Combining multiple defaults.yml files

It is possible to combine and merge the content of multiple defaults.yml files.

To accomplish this, you should declare in the default_args_config_path a folder that is a parent folder of a DAG-defined YAML file. In this case, DAG Factory will merge all the defaults.yml configurations, following the directories' hierarchy, and give precedence to the arguments declared in the defaults.yml file closest to the DAG YAML file.

As an example, let's say there are DagFactory DAGs defined inside the a/b/c/some_dags.yml file following this directory tree:

sample_project
└── a
    ├── b
       ├── c
          ├── defaults.yml
          └── some_dags.yml
       └── defaults.yml
    └── defaults.yml

Assuming you instantiate the DAG by using:

``python load_yaml_dags( "a/b/c/some_dags.yml", default_args_config_path=default_args_config_path="a" )

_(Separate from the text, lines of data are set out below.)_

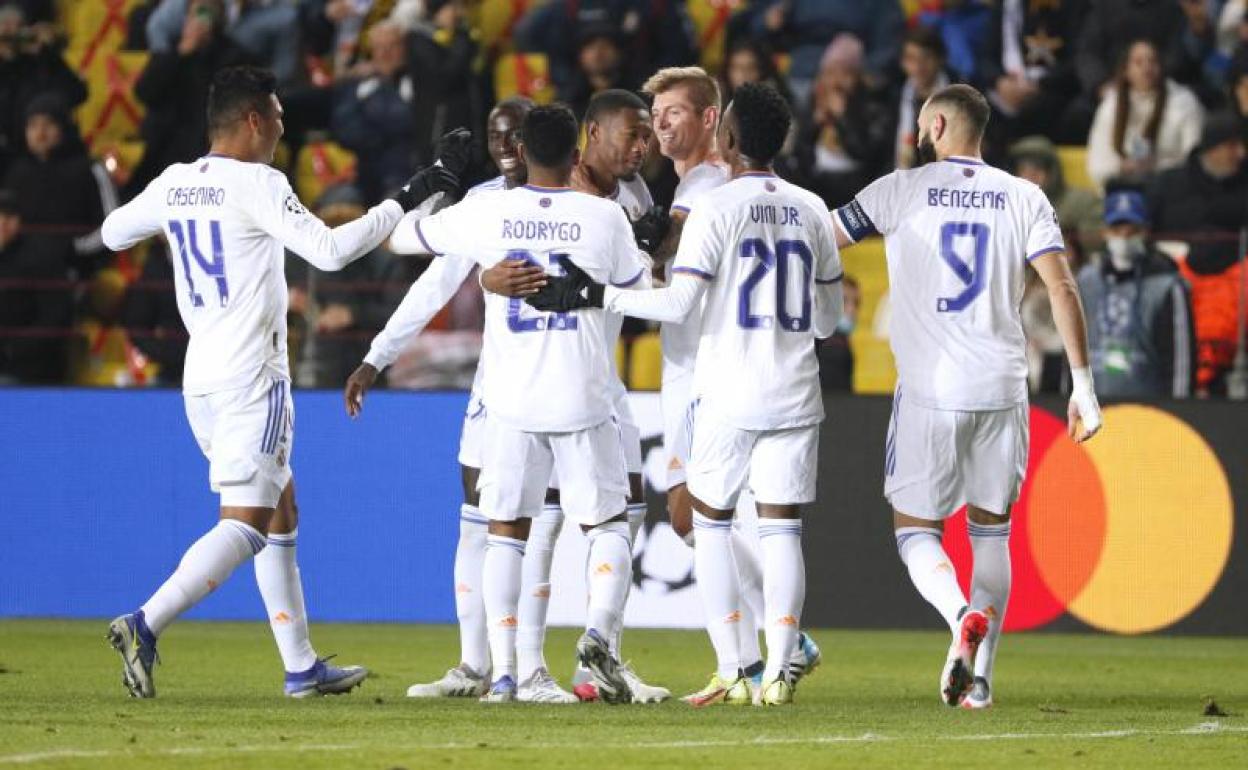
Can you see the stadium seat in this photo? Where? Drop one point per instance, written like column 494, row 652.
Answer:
column 524, row 74
column 645, row 362
column 320, row 165
column 494, row 20
column 874, row 368
column 1075, row 166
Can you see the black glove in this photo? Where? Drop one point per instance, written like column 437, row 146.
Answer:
column 568, row 292
column 423, row 184
column 454, row 150
column 650, row 229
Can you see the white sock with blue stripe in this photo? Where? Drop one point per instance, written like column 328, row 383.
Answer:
column 501, row 575
column 536, row 589
column 931, row 572
column 784, row 590
column 277, row 574
column 204, row 567
column 610, row 573
column 720, row 589
column 469, row 604
column 990, row 587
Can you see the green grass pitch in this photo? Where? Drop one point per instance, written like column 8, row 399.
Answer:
column 1062, row 701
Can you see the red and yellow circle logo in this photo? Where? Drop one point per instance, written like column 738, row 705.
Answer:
column 1128, row 532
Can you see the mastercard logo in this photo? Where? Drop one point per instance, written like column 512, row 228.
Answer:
column 1128, row 532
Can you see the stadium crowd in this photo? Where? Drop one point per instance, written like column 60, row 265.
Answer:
column 1152, row 96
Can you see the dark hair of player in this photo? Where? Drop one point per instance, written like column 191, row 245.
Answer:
column 236, row 92
column 612, row 101
column 969, row 104
column 549, row 136
column 763, row 119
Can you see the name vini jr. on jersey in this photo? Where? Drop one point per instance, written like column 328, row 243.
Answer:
column 765, row 214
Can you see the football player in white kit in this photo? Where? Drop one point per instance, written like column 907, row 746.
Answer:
column 685, row 114
column 547, row 391
column 763, row 253
column 959, row 237
column 428, row 295
column 229, row 217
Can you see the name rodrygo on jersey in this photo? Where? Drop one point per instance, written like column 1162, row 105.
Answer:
column 543, row 372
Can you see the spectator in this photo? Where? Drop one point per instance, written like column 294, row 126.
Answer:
column 150, row 315
column 58, row 184
column 1027, row 70
column 843, row 140
column 1078, row 211
column 174, row 86
column 599, row 66
column 1138, row 310
column 30, row 65
column 1112, row 26
column 654, row 34
column 835, row 353
column 375, row 116
column 262, row 28
column 922, row 61
column 448, row 90
column 1206, row 202
column 34, row 313
column 1146, row 122
column 751, row 61
column 804, row 28
column 343, row 310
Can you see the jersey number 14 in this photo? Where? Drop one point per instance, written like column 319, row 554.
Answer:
column 189, row 246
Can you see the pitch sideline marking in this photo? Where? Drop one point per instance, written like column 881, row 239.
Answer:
column 1206, row 728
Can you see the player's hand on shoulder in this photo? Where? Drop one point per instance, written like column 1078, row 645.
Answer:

The DAG will be using the default configuration defined in all the following files:

  • a/b/c/some_dags.yml
  • a/b/c/defaults.yml
  • a/b/defaults.yml
  • a/defaults.yml

Following this precedence order. Illustrating, if the DAG owner is declared both in a/b/c/defaults.yml and in a/defaults.yml, the one that takes precedence is the a/b/c/defaults.yml, since it is closer to the DAG YAML file.

Combining multiple methods of defining default values

Given the various ways to specify top-level DAG arguments, including default_args, the following precedence order is applied if multiple places define the same argument:

  1. In the DAG configuration
  2. In the default block within the workflow's YAML file
  3. The arguments defined in default_args_config_dict
  4. If (3) is not declared, the defaults.yml hierarchy.

Note

The defaults.yml is preferred over defaults.yaml.